The first discussion debated the use of antibiotic prophylaxis for patients with advanced cirrhosis. The central argument in favour was the association of bacterial infections, particularly spontaneous bacterial peritonitis, with high mortality and denial of liver transplant. Long-term prophylaxis with norfloxacin seems to confer a survival benefit in those with low ascitic fluid protein, as well as to reduce the occurrence of bacterial infection. However it does not have an impact on mortality in all patients with advanced cirrhosis. This was a key point in the counter argument that there should not be a ‘one size fits all’ approach. It was argued that within advanced cirrhosis there is a wide profile of disease that means antibiotic prophylaxis will not be appropriate in all patients. In particular, the increasing risk of multidrug resistance (MDR) was cited as a major reason for a more tailored approach to antibiotic prophylaxis and use of non-antibiotic approaches to infection prevention. After hearing both sides of the argument the audience voted overwhelmingly in favour for the use of antibiotic prophylaxis for specific criteria only (96%) with 4% never using prophylactic antibiotics and 6% using them in the majority of patients.
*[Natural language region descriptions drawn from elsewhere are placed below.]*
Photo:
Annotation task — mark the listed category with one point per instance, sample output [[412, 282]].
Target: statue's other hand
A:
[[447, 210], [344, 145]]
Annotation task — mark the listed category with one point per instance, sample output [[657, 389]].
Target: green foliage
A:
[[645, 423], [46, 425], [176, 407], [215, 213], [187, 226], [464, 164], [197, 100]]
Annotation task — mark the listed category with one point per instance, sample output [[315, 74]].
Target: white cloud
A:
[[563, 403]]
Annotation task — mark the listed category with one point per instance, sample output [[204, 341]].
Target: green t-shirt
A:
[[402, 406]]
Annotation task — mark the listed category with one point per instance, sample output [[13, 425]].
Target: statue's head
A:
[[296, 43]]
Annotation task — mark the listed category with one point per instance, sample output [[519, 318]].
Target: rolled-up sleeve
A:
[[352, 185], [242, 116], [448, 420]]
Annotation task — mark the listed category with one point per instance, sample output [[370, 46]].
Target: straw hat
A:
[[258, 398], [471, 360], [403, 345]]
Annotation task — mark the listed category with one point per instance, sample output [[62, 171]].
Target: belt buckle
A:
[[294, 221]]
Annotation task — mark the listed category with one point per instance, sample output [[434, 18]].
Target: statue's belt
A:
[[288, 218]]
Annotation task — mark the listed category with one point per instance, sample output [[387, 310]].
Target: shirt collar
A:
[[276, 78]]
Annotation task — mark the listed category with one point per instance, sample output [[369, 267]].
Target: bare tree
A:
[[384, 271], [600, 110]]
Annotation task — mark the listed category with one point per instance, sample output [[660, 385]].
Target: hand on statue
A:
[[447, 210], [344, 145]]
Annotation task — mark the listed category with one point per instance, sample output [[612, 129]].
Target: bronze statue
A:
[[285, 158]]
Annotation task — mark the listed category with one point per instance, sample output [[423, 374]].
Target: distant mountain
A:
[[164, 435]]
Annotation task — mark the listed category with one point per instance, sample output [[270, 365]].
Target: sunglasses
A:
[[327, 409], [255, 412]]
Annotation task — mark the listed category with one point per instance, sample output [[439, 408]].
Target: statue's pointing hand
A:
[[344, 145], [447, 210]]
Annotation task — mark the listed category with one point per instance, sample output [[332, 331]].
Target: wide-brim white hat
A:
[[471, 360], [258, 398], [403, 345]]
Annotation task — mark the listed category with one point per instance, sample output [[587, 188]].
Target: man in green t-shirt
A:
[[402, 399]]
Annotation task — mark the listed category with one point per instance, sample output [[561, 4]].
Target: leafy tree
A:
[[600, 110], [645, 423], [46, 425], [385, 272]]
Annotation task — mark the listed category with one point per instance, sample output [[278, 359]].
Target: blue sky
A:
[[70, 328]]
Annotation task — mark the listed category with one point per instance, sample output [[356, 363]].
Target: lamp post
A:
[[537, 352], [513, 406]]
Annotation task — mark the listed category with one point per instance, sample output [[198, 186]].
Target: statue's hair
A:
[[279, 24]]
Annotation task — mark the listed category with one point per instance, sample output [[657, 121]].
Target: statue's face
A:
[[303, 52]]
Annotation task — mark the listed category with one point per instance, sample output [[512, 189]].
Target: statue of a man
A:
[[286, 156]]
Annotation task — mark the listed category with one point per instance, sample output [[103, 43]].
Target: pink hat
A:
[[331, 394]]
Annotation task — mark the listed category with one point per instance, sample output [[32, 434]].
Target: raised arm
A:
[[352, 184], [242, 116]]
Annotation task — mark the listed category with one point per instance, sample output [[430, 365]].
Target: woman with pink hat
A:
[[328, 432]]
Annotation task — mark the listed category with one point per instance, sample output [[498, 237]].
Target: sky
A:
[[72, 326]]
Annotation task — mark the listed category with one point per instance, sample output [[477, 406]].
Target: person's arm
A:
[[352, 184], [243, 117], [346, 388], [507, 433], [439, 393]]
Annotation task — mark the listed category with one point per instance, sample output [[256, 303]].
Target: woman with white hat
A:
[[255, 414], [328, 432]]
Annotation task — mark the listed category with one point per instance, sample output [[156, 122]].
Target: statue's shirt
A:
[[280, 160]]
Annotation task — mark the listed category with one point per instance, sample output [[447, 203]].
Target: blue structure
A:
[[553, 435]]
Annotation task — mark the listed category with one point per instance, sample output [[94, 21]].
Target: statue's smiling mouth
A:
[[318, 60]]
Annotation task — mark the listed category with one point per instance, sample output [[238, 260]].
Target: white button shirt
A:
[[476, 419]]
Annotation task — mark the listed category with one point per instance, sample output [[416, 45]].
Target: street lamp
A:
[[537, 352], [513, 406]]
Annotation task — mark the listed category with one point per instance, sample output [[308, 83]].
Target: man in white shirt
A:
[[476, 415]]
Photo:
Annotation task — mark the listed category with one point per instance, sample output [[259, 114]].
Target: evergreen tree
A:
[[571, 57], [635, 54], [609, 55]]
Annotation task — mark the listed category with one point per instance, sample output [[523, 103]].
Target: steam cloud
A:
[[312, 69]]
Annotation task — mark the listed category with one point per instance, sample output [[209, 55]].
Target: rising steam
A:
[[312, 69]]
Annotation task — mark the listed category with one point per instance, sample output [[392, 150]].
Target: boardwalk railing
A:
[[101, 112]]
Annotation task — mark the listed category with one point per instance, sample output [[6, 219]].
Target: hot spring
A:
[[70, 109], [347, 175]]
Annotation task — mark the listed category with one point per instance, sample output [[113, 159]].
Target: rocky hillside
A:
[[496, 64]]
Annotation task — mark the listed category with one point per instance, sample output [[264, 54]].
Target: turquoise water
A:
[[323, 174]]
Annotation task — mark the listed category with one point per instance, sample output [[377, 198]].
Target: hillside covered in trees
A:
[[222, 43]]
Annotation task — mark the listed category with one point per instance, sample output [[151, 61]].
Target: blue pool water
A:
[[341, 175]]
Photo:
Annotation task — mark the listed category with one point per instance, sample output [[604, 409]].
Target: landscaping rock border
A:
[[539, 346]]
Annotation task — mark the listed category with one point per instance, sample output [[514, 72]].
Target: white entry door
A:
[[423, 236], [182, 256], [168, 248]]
The second discussion addressed the use of broad-spectrum anti-microbial therapy and the role of early cessation as an integral part of the treatment strategy. Broad-spectrum antibiotics is the most important measure to improve survival in patients with cirrhosis and bacterial infections, independent of the presence of ACLF. Data were presented that supported their mandatory use for nosocomial infections, healthcare-associated infections in areas of high rates of MDR, and in patients with sepsis and septic shock. Although less than 0.1% of antibiotic use is in patients with advanced cirrhosis and is therefore unlikely to contribute to global development of MDR, antibiotic stewardship is critical and administration of empirical antibiotic regimens must be optimised. This should be achieved with rapid de-escalation to increase efficacy and reduce the likelihood of resistance. Strategies are required to guide this process, including rapid microbiological techniques, biomarkers and epidemiological surveillance.